Eines Tages, als ich gerade lernte, stürzte plötzlich mein Vater herein, ging auf mich los und fing an, mich zu schlagen. Ich schrie vor Schmerzen und weinte fast alle meine Tränen. Mein Vater rief: „Du hast Paula geschwängert! “ Er jagte mich aus dem Haus. Ich flehte meinen Vater an, bleiben zu können, aber seine Entscheidung war unwiderruflich. Ich nahm also meine Sachen und ging auf den Markt des Dorfes zu, um dort die Nacht zu verbringen. Ich hatte niemanden, der mir helfen konnte, denn meine Mutter war schon gestorben. Schon damals war ich für ihren Tod verantwortlich gemacht worden. Am nächsten Tag telefonierte meine Tante BLOU mit meinem Vater und wollte mich dringend sprechen. Da ich nicht da war, wollte sie am Abend wieder anzurufen. Inzwischen war ich mit meinen Sachen noch einmal nach Hause zurück gekommen, um meinen Vater anzuflehen, mich wieder aufzunehmen. Er fragte mich, warum ich gekommen sei und fügte hinzu, dass meine Tante mit mir telefonieren wollte. Bis zu ihrem Anruf dürfe ich hier bleiben, dann solle ich mich wieder davon machen.
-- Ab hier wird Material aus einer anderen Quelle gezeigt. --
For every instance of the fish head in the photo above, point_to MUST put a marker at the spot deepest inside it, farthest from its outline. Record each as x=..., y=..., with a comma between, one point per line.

Am Abend rief meine Tante an und fragte, ob ich mich an das Datum unseres Geschlechtsverkehrs erinnere. „Vor 2 Wochen“, antwortete ich. Sie sagte, dass Paula schon im zweiten Monat sei und dass sie wisse, dass ich nicht der Vater des Kindes sein konnte, ihre Schwiegertochter sei leichtfertig. Sie versprach mir alles zu tun um mich zu entlasten, denn sie wusste, dass ich respektvoll und klug bin. Sie wusste auch, dass mein Vater und die anderen Mitglieder der Familie mich misshandelten. Danach erzählte sie meinem Vater, was sie wusste und er nahm mich wieder zu Hause auf. Trotzdem bin ich, wegen des Geschlechtsverkehrs geschlagen worden.
Drei Tage später jagte der sehr strenge Vater von Paula sie zu meinem Vater: „Ich brauche Geld für die Abtreibung. Mein Vater verlangt es, damit ich mein Studium fortsetzen kann.“ Mein Vater weigerte sich, das Geld zu geben und PAULA musste zu ihrem Vater zurückkehren. Meine Tante ließ ihr eine Abtreibung machen, nachdem Paulas Vater überzeugt wurde, dass ich nicht daran schuld war.
Als ich am nächsten Tag meine Lektionen studierte hörte ich die Töne des heiligen Trommelns. Sofort ging ich dorthin, um zu wissen, was los war. Ich war geschockt, als ich erfuhr, dass meine Tante BLOU Kopfweh bekommen hatte und nach nur fünf Minuten gestorben war.